We'll see what happens. I'm personally hoping for a reorganisation of FM, and a scaling back of the DAB network. Thanks to 1950s/1970s planning, London has fewer FM stations than any capital city in Europe, and probably 90% of those in the world. Other smaller cities are in a similar situation. While it wouldn't offer the same capacity as DAB, a lot more of the new stations would actually be able to break even...
 
United Kingdom need to re-organized their band scan. In London I counted 25 FM stations, 20 for citywide coverage. That is less than Paris, Madrid, Barcelona, Rome, Athens, Berlin, Brussels, Amsterdam. It should be about 40-50 not 20. I don't think DAB will solve the issue.

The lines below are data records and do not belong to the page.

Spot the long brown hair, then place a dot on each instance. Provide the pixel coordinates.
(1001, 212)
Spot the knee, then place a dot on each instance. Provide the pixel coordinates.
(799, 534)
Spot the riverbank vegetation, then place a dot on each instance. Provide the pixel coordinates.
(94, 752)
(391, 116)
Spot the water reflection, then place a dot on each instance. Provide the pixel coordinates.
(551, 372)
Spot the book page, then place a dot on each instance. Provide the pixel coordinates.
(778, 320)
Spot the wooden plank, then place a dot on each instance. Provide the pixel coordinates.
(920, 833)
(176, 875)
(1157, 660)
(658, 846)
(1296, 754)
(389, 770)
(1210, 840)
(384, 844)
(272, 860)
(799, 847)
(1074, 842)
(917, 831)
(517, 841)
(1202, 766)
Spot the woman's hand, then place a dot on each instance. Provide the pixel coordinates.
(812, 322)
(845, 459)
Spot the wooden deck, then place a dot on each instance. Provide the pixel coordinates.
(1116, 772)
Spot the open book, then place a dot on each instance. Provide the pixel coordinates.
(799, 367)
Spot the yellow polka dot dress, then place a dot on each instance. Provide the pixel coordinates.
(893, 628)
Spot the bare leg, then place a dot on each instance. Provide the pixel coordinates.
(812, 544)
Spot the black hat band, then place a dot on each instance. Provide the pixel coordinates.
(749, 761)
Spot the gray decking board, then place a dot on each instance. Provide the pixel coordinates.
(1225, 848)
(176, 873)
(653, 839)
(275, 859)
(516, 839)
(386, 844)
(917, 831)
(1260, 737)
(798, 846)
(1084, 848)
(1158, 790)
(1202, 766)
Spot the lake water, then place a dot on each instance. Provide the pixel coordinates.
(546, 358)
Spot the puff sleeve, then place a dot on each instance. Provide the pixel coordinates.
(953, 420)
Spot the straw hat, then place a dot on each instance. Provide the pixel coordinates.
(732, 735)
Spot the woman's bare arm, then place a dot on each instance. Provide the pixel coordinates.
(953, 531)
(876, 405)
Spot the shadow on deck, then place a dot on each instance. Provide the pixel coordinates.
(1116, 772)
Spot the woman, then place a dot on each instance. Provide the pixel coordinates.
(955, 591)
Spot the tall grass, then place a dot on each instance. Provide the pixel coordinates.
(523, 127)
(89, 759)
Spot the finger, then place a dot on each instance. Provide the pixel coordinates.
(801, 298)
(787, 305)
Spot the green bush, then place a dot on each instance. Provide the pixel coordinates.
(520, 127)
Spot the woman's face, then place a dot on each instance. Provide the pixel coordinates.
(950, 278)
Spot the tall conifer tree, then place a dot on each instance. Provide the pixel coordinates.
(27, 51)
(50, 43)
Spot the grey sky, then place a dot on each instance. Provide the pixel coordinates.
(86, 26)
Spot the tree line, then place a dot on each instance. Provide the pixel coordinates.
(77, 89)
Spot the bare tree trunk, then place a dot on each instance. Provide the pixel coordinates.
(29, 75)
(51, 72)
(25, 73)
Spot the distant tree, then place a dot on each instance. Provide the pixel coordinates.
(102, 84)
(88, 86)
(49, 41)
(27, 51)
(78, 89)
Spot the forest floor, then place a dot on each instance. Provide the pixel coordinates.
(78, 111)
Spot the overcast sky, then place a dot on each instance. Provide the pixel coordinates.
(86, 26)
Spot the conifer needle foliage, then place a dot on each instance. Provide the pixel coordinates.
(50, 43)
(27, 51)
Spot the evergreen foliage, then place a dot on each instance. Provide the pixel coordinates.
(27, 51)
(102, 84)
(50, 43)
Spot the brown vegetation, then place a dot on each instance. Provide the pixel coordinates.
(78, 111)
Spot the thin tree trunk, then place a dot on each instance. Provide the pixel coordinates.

88.8, 89.1, 90.2 90.5, 91.0, 91.3, 93.2, 93.5, 94.9, 95.8, 96.9, 97.3, 98.5, 98.8, 100.0, 100.6, 100.9, 102.2, 103.3, 104.4, 104.9, 105.4, 105.8, 106.2 107.1.
 
e-dawg said:
United Kingdom need to re-organized their band scan. In London I counted 25 FM stations
With two on your list being pirates... the total citywide stations count if you exclude duplicate frequencies and pirates is 14.
 
blackgold said:
Here's a question I'd like to pose to you all-with DAB(Digital audio broadcasting) failing to attract listeners in the UK, will the IBOC HD Radio platform be adapted there any time soon?

Bob from MA, USA here,

IBOC is a huge failure here, well not huge because almost no one besides radio people have ever heard of it or know what it really is, it ONLY gets press in radio mags and radio forums, I own one and am the only person I know personally who does own one and mine is gathering dust on top of my real receiver, a thirty year old Marantz. The range is terrible, it doesn't sound much if at all better than analog radio, drops out constantly and interferes with it's neighboring stations with white noise. It is a proprietary system with a lot of the huge radio conglomerates invested in it and even they are starting to bail out on it. Do not, I stress, do not believe anything positive you may read about iBlock in the press, it is almost always an ibiquity press release or some other hack who stands to attempt to profit on it. The only people who have profited on it so far are the ibiquity people themselves who own the licensing rights and it is highly debatable whether they have profited at all, most think big radio is propping them up. It takes up 2-3 channels depending on whether it's AM or FM we're talking here and whooshes up the bands, especially the AM band. As in your country with DAB it is nothing but an attempted money making scam led by big business. We do have one thing going for us however at least our government isn't trying to force it down our throats like yours, ours is letting it slowly sink and drown all by itself. Ours however lets legitimate interference claims die without being addressed by our harmful interference rules. Good luck and may DAB die along with iblock.